Все ему было интересно, и он не понимал, как могут быть писатели, лишенные аппетита к жизни. Он говорил мне о романах Пруста: «Большой писатель. А скучно… Может быть, ему самому было скучно все это описывать?..» Отмечая способности начинающего эмигрантского писателя Набокова-Сирина, Бабель говорил: «Писать умеет, только писать ему не о чем».
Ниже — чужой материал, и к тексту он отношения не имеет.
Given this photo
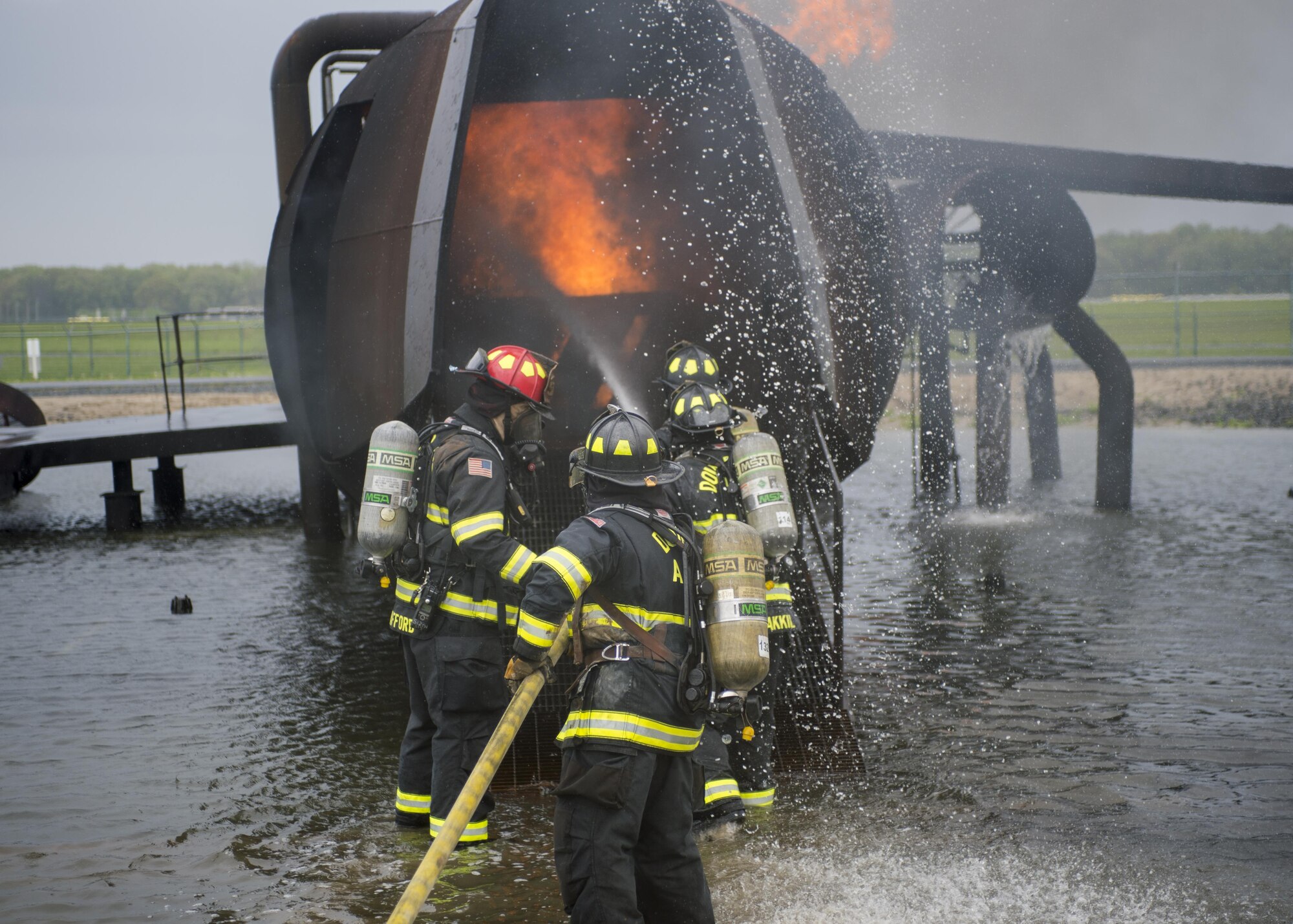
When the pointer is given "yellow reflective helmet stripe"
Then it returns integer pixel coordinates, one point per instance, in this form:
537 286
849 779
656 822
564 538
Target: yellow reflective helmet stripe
570 567
518 564
475 526
626 726
717 790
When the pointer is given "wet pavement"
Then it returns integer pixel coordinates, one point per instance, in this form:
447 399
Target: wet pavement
1067 716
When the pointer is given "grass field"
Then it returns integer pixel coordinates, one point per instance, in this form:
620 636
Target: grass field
1207 328
103 350
108 350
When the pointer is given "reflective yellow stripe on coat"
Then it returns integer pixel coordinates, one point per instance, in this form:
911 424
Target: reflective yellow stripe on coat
475 526
647 619
628 727
438 514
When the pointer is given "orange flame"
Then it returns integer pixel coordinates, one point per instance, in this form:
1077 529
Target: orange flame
837 29
554 179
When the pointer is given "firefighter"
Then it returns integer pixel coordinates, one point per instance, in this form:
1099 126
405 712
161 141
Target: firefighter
625 849
736 773
700 422
687 361
451 619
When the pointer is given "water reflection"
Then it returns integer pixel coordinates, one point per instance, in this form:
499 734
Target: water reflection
1067 716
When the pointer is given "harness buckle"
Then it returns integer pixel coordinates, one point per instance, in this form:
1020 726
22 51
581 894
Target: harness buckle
617 651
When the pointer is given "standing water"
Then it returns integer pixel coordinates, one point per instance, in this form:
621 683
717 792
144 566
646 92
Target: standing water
1067 716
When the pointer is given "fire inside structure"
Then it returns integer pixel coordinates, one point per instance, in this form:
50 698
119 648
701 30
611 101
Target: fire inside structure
599 179
598 182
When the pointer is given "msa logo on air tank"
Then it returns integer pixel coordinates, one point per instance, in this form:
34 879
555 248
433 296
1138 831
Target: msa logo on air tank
389 460
735 564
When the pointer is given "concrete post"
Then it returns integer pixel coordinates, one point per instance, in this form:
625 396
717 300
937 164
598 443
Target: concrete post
1118 404
1043 425
122 504
169 488
992 416
321 510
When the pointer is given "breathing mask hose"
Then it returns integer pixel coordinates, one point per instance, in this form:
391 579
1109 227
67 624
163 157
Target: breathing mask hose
474 790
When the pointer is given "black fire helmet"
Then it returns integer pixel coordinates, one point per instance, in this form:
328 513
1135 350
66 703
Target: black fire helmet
696 409
690 363
621 448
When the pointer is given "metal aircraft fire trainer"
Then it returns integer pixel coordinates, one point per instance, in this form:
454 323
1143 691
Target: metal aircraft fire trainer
599 179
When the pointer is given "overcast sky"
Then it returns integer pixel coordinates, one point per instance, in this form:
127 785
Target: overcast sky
136 131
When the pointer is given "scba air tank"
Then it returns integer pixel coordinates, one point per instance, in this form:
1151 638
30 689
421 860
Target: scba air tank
387 484
738 623
766 493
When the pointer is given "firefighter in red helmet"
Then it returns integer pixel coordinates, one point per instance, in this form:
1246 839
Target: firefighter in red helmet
471 579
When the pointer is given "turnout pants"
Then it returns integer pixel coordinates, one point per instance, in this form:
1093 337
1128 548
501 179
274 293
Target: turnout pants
716 793
752 761
456 698
625 850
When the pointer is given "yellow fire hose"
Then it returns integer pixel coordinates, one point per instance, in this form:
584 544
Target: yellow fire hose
474 790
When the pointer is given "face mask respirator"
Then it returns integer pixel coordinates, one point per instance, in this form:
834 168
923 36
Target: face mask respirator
526 442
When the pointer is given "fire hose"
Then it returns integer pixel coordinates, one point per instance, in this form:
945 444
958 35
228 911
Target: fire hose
474 790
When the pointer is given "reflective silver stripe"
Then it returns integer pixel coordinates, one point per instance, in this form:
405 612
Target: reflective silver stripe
570 567
518 564
625 726
461 605
475 526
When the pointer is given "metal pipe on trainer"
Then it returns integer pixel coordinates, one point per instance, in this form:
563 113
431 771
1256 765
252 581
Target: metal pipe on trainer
1118 404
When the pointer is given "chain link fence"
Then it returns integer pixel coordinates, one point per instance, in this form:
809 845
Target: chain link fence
90 350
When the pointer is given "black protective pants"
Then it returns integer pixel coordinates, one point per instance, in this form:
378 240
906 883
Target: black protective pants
716 795
625 850
752 761
457 695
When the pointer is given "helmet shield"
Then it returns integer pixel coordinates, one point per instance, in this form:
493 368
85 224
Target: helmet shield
621 448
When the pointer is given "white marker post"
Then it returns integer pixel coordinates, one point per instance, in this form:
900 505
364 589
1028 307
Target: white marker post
34 358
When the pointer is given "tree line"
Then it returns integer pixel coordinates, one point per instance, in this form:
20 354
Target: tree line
59 293
1237 261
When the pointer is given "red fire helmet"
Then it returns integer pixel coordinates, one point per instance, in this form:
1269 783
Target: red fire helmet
518 371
Он любил поэзию и дружил с поэтами, никак на него не похожими: с Багрицким, Есениным, Маяковским. А литературной среды не выносил: «Когда нужно пойти на собрание писателей, у меня такое чувство, что сейчас предстоит дегустация меда с касторкой…» У него были друзья различных профессий — инженеры, наездники, кавалеристы, архитекторы, пчеловоды, цимбалисты. Он мог часами слушать рассказы о чужой любви, счастливой или несчастной. Он как-то располагал собеседника к исповеди; вероятно, люди чувствовали, что Бабель не просто слушает, а переживает. Некоторые его вещи — рассказы от первого лица, хотя в них чужие жизни (например, «Мой первый гонорар»), другие, напротив, под маской повествования о вымышленных героях раскрывают страницы биографии автора («Нефть»).
В коротенькой автобиографии Бабель рассказывал, что в 1916 году А. М. Горький «отправил» его «в люди». Исаак Эммануилович продолжал: «И я на семь лет — с 1917 по 1924 — ушел в люди. За это время я был солдатом на румынском фронте, потом служил в Чека, в Наркомпросе, в продовольственных экспедициях 1918 года, в Северной армии против Юденича, в Первой Конной армии, в Одесском губкоме, был выпускающим в 7-й советской типографии в Одессе, был репортером в Петербурге и в Тифлисе и проч.».
Действительно, семь лет, о которых упоминает Бабель, дали ему многое, но он был «в людях» и до 1916 года, оставался «в людях» и после того, как стал известным писателем: вне людей существовать он не мог. «История моей голубятни» была пережита мальчиком и уж много позднее рассказана зрелым мастером. В годы отрочества, ранней юности Бабель встречал героев своих одесских рассказов — налетчиков и барышников, близоруких мечтателей и романтических жуликов.